Muchomo — traditional Uganda dish

Muchomo

Uganda cubed skewer Serves 61 h
Photo: Mavi Yıldız Restoran Cumalıkızık Bursa · Pexels · source

Uganda's signature stick meat: fist-sized chunks of goat, beef, pork or chicken impaled on long wooden skewers and roasted leaning around open charcoal fires, then hawked through bus windows at highway stops like Namawojjolo on the Kampala–Jinja road. It is classically paired with gonja (roasted plantain) on its own stick, and its name shares the Bantu root 'to roast' with East Africa's nyama choma.

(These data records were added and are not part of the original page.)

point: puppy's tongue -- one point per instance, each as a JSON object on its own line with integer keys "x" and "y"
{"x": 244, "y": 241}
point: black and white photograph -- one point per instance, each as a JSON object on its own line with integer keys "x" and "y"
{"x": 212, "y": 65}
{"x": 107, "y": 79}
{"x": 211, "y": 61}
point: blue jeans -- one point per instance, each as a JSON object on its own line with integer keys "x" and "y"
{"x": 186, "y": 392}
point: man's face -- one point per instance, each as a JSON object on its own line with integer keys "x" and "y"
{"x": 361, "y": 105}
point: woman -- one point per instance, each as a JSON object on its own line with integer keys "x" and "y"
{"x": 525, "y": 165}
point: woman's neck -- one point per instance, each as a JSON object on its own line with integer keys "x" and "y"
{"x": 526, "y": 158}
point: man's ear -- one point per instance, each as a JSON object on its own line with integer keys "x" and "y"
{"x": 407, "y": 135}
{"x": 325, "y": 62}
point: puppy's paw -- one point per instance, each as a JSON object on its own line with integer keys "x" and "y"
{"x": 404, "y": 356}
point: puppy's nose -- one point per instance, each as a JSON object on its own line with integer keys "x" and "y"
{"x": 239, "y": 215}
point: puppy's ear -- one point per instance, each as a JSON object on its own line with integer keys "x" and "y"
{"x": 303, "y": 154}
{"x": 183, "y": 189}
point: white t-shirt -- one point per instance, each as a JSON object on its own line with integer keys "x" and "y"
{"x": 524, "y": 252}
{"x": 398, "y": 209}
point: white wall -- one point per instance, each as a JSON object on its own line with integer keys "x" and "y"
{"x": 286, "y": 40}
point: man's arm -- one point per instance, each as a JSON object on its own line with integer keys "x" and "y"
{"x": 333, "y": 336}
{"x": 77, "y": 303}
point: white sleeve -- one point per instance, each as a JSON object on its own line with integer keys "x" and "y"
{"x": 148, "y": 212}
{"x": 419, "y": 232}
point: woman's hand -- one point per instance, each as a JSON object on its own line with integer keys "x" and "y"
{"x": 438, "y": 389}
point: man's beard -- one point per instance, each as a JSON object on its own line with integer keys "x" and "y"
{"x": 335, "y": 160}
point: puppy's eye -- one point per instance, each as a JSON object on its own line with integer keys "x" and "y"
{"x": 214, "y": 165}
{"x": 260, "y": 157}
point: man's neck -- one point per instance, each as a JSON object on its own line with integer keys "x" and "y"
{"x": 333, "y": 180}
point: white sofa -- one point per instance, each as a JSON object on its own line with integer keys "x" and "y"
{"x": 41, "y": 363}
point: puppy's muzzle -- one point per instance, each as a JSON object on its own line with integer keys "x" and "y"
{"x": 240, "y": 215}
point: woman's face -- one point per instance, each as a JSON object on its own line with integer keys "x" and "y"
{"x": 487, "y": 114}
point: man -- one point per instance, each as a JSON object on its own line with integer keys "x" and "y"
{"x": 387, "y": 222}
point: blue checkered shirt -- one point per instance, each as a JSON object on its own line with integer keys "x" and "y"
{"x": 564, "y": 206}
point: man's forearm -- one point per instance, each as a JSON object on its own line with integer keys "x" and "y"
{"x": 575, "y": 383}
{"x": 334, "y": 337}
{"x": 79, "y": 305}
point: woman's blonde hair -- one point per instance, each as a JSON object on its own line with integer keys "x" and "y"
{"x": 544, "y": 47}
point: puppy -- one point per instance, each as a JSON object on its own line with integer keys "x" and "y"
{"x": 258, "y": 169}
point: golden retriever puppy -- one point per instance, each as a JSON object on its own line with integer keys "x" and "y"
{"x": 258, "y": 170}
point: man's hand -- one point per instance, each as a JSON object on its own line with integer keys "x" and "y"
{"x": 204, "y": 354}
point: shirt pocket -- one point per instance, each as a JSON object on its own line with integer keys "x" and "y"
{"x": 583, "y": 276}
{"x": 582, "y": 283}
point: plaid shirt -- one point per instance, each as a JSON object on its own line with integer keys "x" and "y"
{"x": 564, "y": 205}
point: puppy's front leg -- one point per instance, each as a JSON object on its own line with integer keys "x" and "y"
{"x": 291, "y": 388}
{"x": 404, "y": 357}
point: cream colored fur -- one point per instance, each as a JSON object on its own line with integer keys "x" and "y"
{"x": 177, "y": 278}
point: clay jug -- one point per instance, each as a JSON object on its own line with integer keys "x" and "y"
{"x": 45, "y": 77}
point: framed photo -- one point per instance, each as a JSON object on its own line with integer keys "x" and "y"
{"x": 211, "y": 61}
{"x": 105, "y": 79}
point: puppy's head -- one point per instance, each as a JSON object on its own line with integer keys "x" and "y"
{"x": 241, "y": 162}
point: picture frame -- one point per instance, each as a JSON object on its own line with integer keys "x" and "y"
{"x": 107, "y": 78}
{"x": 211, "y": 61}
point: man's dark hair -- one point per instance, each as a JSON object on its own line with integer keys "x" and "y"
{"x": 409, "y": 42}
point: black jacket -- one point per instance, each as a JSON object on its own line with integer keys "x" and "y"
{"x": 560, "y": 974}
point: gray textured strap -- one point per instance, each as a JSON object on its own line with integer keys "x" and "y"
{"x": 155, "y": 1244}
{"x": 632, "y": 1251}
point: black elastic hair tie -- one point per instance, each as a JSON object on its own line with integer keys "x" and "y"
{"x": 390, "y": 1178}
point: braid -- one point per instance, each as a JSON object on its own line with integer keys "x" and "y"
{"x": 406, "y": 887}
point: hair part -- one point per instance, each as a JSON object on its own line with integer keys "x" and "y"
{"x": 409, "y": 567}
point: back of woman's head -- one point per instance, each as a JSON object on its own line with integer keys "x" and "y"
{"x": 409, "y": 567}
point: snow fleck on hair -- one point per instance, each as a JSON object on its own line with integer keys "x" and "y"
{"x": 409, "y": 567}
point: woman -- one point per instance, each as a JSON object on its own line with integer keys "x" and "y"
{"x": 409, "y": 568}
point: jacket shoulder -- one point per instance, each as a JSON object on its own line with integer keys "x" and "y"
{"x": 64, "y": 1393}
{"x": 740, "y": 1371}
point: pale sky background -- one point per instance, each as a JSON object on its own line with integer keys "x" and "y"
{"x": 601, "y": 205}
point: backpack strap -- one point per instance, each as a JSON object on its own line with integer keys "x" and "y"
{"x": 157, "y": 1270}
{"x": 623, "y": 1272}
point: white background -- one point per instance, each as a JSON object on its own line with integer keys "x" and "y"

Also known as: mchomo, muchomo wa mbuzi, roadside muchomo, Ugandan meat on sticks

Watch it made

Video source: Chef Josh Omusiisisiisi (YouTube)

Ingredients

Serves 6 · 1 h
  • 1.2 kg goat leg and shoulder (or beef/pork), fist-size 5 cm chunks
  • 2 tsp salt
  • 1 tbsp grated ginger and 3 garlic cloves (optional, many stalls use salt alone)
  • 1 tbsp oil
  • 4 gonja (sweet plantains), unpeeled
  • 2 tomatoes, 1 onion, 1 chili and lime, for kachumbari

How to make it

  1. 1

    Rub the goat chunks with salt (plus ginger-garlic and oil if using) and spear them onto long, sturdy sticks, 4-5 chunks each.

  2. 2

    Prop the skewers leaning over the coals rather than directly above — Ugandan roadside muchomo roasts slowly at the fire's shoulder.

  3. 3

    Cook 35-45 minutes, rotating the sticks every 8-10 minutes, until the chunks are deep brown and firm right through; muchomo is served well done, never pink.

  4. 4

    Throw the gonja on the grill for the last 15 minutes until the skins blacken and the inside steams sweet.

  5. 5

    Slice tomato, onion and chili with lime into kachumbari and serve everything off the stick.

Pro tip: The lean-away angle is the trick: direct high heat blackens fist-size chunks raw at the core, while the slow lean cooks them through to the Ugandan standard.